/octopus

The Octopus is part of our network automation pipeline. Its job is to aggregate data from different authoritative data sources into one Enriched Topology to provide a full picture to downstream systems.

Primary LanguageGoApache License 2.0Apache-2.0

Octopus

The Octopus is part of our network automation pipeline. Its job is to aggregate data from different authoritative data sources into one Enriched Topology to provide a full picture to downstream systems.
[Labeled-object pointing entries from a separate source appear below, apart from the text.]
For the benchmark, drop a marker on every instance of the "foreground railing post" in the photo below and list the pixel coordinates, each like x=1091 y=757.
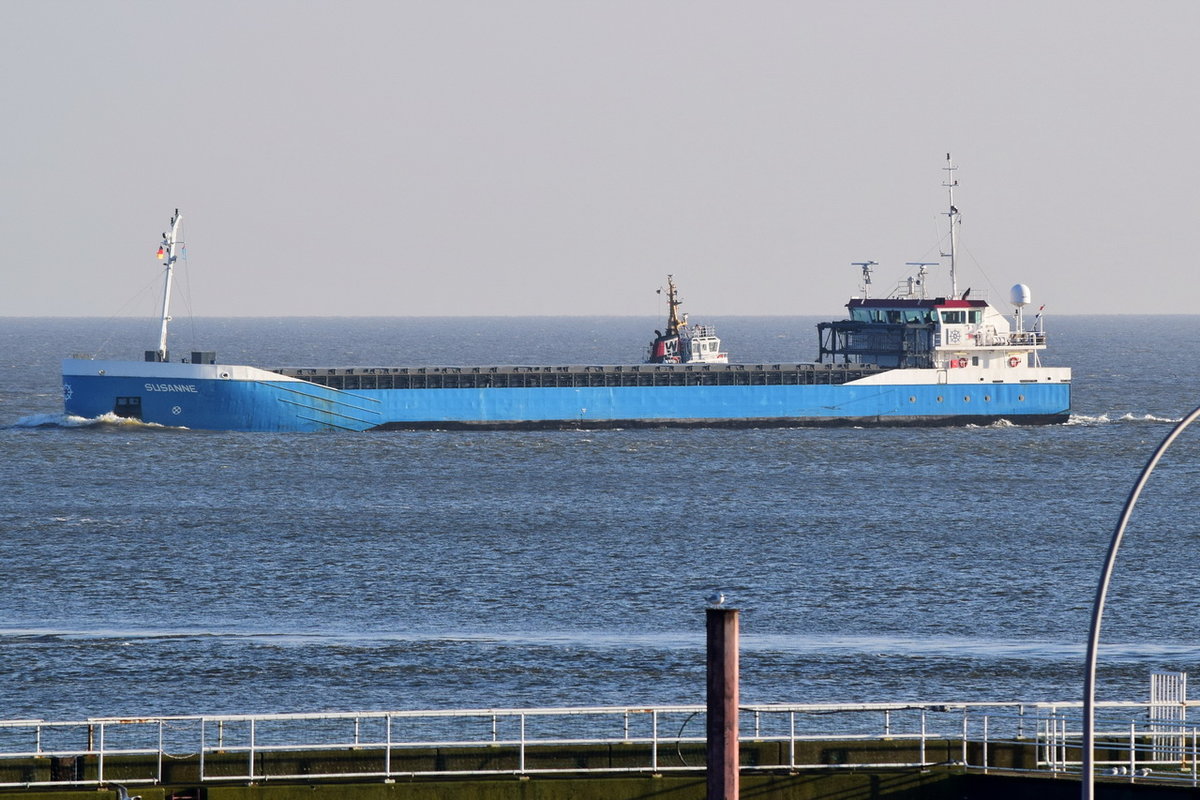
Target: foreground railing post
x=723 y=756
x=521 y=768
x=387 y=753
x=923 y=759
x=654 y=740
x=100 y=758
The enriched topology is a graph of the entire network including all devices as well as connections like cables, circuits, etc. The nodes of the graph represent the devices -- routers, switches, optical equipment, servers, etc. -- including their meta data like status, device type, platform, role, and any custom fields or tags applied in NetBox for example. The edges within the graph are direct cables (DACs, copper/fiber patches), cable paths (e.g. through patch panels or optical equipment), circuits (e.g. dark fibers, wawe lengths, transports, etc.), or even could be serial connections.

Connectors

Each connector (think tentacle) of the Octopus taps into one of our data sources and consumes the bits we are interested in. It is responsible for querying the data, caching it locally, and updating the data in an interval meaningful for the data source and obtaining useful triggers, if any.

Topology generation

The Octopus holds the global Topology.

To gather data from all Connectors it will pass a pointer to a (single) new Topology object into each Connector, which will add its insight into relevant parts of the Topology. If devices, interfaces of devices, or other attributes are missing in the Topology, it is the Connectors responsible to add them.

Open questions

Should we just regenerate the Topology on every run (time based, trigger based, or both?) or should each Connector know (and therefore have the responsibility to figure out) if it has new data since the last run, so the Octopus can query all Connectors and the Topology only needs to be updates if at least one Connector has need data?

Observability

The Octopus exposes a number of metrics via an HTTP endpoint ready to be scraped by Prometheus.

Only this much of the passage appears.